Packaging : The Lyche comes in neat packaging and well secured. Inside you'll find your pretty new tank , with an RBA , Notchcoil and fitted with a stainless steel dual coil. You'll find a well defined user manual and your usual spares , but no spare glass. 

Aesthetics : This little tank is pretty , the stainless steel is well offset with some lovely green seals. The tank has a really neat little side airflow window , with Lyche printed on the inner panel. The other feature that looks really good and works well too is the top airflow ring , you'd almost think it wasn't there

Build quality : This little tank is SLICK. The side airflow only opens up part way , with a nice little click to lock it open or closed. The top airflow ring slides open and close with ease , and the threads are buttery smooth , making this tank an absolute pleasure to open or close.

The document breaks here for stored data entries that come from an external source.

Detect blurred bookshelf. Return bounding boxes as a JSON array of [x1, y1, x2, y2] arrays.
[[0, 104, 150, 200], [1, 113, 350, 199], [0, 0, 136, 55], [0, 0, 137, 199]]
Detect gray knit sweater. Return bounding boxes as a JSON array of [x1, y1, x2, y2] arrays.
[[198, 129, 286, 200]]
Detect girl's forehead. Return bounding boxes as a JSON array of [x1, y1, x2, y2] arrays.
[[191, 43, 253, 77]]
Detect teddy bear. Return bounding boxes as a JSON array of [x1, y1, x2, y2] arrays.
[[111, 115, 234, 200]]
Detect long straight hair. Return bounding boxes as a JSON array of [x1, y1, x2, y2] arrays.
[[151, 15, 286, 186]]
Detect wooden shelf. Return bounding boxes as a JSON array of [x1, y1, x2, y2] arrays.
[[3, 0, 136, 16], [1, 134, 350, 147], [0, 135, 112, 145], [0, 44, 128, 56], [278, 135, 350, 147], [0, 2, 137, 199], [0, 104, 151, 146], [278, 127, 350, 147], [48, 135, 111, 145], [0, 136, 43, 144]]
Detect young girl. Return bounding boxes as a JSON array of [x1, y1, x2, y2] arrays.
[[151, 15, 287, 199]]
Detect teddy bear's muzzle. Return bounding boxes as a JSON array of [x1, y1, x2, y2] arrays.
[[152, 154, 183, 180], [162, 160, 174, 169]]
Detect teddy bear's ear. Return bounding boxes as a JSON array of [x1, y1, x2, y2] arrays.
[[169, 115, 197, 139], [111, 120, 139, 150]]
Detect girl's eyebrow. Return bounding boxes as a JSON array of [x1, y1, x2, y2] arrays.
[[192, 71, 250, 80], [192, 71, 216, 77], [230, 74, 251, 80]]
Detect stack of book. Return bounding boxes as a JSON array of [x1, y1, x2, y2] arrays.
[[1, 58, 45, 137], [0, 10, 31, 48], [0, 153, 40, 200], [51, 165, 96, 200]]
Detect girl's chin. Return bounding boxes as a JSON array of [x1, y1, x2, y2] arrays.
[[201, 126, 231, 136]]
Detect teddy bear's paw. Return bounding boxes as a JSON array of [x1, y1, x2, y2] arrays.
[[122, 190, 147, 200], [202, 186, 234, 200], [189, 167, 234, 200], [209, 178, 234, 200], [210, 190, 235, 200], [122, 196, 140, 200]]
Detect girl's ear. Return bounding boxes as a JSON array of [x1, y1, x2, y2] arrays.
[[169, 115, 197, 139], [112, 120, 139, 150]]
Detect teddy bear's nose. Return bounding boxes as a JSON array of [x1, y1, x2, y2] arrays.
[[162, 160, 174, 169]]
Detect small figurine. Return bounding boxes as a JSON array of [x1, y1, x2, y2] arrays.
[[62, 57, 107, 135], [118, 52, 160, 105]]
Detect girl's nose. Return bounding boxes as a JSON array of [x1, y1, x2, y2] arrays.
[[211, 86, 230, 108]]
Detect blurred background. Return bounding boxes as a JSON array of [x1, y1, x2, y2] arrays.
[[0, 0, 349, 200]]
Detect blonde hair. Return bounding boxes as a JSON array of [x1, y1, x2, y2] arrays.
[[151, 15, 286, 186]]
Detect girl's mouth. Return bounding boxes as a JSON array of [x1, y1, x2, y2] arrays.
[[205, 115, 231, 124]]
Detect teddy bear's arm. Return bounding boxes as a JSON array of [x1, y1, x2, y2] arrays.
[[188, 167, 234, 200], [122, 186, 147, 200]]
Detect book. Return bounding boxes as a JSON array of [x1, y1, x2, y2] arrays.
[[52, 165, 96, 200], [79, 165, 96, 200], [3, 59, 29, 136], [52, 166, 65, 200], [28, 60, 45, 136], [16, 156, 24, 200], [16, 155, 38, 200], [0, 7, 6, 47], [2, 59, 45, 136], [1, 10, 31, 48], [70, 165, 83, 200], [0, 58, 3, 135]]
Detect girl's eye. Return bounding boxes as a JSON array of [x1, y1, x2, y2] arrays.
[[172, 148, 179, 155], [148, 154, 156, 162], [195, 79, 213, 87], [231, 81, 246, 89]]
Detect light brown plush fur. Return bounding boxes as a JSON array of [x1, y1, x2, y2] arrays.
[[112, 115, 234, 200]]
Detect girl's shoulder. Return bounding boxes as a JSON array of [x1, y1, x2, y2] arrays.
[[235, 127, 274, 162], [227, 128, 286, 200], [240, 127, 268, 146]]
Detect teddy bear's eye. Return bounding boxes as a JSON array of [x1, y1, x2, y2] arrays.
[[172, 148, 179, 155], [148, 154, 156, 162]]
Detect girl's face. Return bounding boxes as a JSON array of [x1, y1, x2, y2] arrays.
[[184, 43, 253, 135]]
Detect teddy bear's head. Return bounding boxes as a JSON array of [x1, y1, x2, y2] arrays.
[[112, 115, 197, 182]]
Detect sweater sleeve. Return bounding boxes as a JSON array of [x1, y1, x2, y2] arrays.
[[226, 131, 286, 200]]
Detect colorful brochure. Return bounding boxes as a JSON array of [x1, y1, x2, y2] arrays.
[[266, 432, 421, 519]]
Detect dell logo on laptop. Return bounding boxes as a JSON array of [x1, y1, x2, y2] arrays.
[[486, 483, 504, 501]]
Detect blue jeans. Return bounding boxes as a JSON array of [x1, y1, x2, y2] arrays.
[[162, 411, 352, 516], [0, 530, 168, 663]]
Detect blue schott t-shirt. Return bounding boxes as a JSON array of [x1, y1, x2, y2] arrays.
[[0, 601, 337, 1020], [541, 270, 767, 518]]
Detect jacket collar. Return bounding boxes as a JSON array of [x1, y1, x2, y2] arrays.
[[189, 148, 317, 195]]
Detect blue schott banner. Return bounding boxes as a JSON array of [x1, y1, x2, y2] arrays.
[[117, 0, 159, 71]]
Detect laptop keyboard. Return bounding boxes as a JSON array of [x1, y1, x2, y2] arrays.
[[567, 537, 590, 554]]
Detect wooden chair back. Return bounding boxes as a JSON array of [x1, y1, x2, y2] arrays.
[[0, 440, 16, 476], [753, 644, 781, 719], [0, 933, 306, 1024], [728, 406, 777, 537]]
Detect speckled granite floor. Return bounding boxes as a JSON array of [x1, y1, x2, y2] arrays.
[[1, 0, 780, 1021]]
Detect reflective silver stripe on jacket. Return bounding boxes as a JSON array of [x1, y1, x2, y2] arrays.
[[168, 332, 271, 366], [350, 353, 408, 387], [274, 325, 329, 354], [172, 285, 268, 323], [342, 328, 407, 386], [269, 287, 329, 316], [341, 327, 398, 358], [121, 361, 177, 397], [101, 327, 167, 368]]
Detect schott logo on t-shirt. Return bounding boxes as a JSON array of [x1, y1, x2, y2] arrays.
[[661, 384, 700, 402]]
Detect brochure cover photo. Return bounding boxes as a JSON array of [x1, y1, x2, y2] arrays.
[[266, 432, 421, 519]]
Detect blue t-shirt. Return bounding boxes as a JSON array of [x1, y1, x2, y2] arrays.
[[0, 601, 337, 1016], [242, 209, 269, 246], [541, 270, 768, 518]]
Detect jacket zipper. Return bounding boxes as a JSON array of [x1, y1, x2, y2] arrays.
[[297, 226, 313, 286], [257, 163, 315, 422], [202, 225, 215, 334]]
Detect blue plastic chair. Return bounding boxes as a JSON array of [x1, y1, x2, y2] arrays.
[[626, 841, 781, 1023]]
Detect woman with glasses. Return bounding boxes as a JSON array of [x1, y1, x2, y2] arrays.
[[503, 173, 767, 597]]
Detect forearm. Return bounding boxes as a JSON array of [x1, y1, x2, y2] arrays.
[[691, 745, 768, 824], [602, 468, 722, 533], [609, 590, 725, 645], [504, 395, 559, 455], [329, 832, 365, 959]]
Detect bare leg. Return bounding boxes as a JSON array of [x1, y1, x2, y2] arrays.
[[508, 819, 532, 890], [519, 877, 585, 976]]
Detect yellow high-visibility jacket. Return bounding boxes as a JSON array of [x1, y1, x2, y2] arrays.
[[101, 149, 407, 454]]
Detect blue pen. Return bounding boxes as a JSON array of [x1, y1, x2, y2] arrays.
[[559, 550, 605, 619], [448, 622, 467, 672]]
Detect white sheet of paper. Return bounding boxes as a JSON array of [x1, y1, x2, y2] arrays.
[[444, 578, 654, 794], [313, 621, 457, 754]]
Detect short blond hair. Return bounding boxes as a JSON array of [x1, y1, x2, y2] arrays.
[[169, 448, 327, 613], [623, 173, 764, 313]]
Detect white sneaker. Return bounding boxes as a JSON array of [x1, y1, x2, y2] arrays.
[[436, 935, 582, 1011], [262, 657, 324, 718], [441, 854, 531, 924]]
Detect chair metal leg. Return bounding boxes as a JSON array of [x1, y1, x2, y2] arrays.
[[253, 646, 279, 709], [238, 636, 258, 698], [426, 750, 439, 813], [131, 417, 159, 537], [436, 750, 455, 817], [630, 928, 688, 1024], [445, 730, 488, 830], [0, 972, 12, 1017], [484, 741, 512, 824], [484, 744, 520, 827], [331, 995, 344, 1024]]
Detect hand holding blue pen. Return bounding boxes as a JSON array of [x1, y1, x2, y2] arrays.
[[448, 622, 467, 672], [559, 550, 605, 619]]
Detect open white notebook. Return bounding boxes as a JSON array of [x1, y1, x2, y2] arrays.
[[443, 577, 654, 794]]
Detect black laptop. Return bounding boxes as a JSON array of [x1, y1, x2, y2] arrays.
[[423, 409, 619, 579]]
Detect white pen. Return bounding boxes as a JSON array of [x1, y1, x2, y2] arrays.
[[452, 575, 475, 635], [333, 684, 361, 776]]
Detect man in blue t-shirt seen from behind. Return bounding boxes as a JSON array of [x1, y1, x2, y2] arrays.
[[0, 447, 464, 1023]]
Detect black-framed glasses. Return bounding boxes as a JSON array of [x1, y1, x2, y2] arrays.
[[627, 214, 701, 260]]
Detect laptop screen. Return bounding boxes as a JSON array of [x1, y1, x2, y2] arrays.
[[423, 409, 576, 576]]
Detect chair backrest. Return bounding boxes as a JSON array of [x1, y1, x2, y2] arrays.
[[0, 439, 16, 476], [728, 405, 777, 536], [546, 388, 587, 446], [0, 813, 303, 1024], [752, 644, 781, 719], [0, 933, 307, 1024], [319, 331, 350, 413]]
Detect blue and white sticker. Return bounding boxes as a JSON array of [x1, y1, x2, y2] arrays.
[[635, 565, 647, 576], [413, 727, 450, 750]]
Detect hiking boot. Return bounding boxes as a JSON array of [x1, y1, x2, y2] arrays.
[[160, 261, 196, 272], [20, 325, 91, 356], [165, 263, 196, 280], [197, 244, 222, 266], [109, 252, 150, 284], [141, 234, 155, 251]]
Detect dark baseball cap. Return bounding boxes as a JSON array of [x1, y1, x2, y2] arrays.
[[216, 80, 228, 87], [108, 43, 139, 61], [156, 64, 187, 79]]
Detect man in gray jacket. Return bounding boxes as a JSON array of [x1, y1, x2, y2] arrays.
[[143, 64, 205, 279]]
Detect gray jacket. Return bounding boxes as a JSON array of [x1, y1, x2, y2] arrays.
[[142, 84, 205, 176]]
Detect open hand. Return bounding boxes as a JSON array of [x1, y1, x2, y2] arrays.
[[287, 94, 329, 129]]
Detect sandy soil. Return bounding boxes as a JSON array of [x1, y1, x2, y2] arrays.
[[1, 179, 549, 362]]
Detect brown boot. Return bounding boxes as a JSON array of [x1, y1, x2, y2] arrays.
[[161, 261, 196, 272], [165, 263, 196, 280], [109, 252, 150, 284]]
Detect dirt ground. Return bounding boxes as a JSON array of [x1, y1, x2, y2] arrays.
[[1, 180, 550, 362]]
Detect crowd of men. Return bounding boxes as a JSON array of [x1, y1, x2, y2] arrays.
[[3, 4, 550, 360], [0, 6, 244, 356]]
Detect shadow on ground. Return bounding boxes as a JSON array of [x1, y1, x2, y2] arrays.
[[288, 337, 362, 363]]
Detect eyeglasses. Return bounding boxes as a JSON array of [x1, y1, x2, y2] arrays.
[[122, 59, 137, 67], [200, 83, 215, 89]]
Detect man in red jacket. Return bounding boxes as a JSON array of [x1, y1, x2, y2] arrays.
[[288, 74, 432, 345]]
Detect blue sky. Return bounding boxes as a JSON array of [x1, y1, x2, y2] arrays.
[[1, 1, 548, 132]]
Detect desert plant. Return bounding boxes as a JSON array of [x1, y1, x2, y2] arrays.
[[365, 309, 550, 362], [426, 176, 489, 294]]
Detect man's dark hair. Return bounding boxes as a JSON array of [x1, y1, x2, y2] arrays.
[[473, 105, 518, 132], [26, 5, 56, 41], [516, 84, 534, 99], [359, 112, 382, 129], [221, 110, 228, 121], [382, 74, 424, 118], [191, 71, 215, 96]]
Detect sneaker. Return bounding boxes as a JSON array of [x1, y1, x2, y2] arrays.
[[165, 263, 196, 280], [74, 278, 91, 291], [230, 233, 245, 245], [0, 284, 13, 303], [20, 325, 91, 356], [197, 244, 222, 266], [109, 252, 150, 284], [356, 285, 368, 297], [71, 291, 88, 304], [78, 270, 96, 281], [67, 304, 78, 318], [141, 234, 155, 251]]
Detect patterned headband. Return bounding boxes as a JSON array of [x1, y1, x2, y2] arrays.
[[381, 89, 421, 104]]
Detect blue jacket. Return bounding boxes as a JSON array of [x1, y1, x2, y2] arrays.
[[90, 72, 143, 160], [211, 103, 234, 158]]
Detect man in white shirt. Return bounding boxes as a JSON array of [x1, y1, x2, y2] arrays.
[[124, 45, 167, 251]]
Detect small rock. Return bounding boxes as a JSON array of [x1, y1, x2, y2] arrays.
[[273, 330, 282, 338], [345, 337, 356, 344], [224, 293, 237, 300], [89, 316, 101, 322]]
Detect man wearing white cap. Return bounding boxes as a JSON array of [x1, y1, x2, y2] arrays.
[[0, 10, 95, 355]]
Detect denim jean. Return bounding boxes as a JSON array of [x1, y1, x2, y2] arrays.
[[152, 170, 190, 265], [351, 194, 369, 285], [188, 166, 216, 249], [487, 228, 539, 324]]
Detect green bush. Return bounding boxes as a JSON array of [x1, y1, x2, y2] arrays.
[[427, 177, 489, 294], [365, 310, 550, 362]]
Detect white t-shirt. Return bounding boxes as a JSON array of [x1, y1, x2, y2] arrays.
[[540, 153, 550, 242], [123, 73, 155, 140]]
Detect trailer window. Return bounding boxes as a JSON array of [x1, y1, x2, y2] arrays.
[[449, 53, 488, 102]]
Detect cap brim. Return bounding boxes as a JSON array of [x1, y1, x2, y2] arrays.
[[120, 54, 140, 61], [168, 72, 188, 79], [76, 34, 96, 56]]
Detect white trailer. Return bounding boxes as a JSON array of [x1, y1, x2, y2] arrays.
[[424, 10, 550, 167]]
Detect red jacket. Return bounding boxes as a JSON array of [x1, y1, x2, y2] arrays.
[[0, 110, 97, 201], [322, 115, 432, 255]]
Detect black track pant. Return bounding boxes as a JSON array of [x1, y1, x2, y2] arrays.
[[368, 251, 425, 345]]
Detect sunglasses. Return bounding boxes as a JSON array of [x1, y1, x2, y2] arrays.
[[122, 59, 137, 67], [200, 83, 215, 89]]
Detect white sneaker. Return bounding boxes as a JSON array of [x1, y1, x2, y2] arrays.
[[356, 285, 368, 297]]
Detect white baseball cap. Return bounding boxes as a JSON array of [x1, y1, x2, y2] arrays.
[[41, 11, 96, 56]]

Flavor and Vapor : This is where the Lyche shines , I had no idea a tank using pre built coils could flow so well. The airflow is better than my UD Bellus and as good as my Crius V3. I set the tank up with the Notchcoil (0.25 ohm 40-60w)to see what all the hype was with this new technology , so I primed the coil with Snatch Dairy Queen 3mg,filled the tank, took a few non fired draws and set off starting at 20w. At 20w the vapor and flavour is fair , this coil is just begging for higher wattage , so I started going up in increments and it just got better and better. I proceeded all the way up to the 60w point and chain vaped it with no sign of dry hits up to the point where the drip tip was too hot to continue. The flavor and vapor are superb , it's tough to think that you're using pre built coils with the way the Lyche performs. I decided to run this tank side by side with my Moonshot filled with the same juice and the flavor and cloud production are basically neck in neck at this point. I still believe the lyche can taste even better after another tank or 2. 

Conclusion : The Lyche is sublime , Eleaf have hit the nail on the head for a tank designed primarily for use with pre built coils. This is the tank the Cubis wishes it was. No spitback , no dry hits , no leaks. The flavor and cloud production are spot on and best of all , the tank looks the part too. A must have for any vapers tank selection. 

Pics :
































Product can be found here : 

https://www.ave40.com/store/eleaf-lyche-4ml-tank-with-notchcoil.html

Reactions: Like 9


----------



## Neal (13/5/16)

Cool review brother, keep us updated when you use the rba deck, would be interested to know pros and cons.

Reactions: Agree 1


----------



## BumbleBee (13/5/16)

This is a really good looking tank, and a great write-up @brotiform 

I am wondering, looking at the coils, are they interchangeable with the Cubis tanks? The coils look very similar but I almost imaging these eLeaf ones looking a bit taller than the Joyetech ones.

Reactions: Agree 1


----------



## Lord Vetinari (13/5/16)

Fantastic review. Even though I swore myself off tanks... I am super tempted here. Let us know how you like the build deck that will be the deal breaker for me if it isnt good.

I agree it is a VERY good looking atty! All I need is an excuse and it is mine lol.


----------



## OnePowerfulCorsa (13/5/16)

Awesome review bud


Sent from my iPhone using Tapatalk


----------



## Silver (13/5/16)

Good writeup and lovely photos @brotiform 
I like the sounds of this
Will be perfect for the Litchi in VM's XXX juice


----------



## kyle_redbull (14/5/16)

Nice write up @brotiform I'm interested in this tank now let us now how the rba is. Looking for a tank that can do both commercial and rebuilt coils similar the the subtank. But the lychee seems to be better than the subtank?

Sent from my SM-G935F using Tapatalk


----------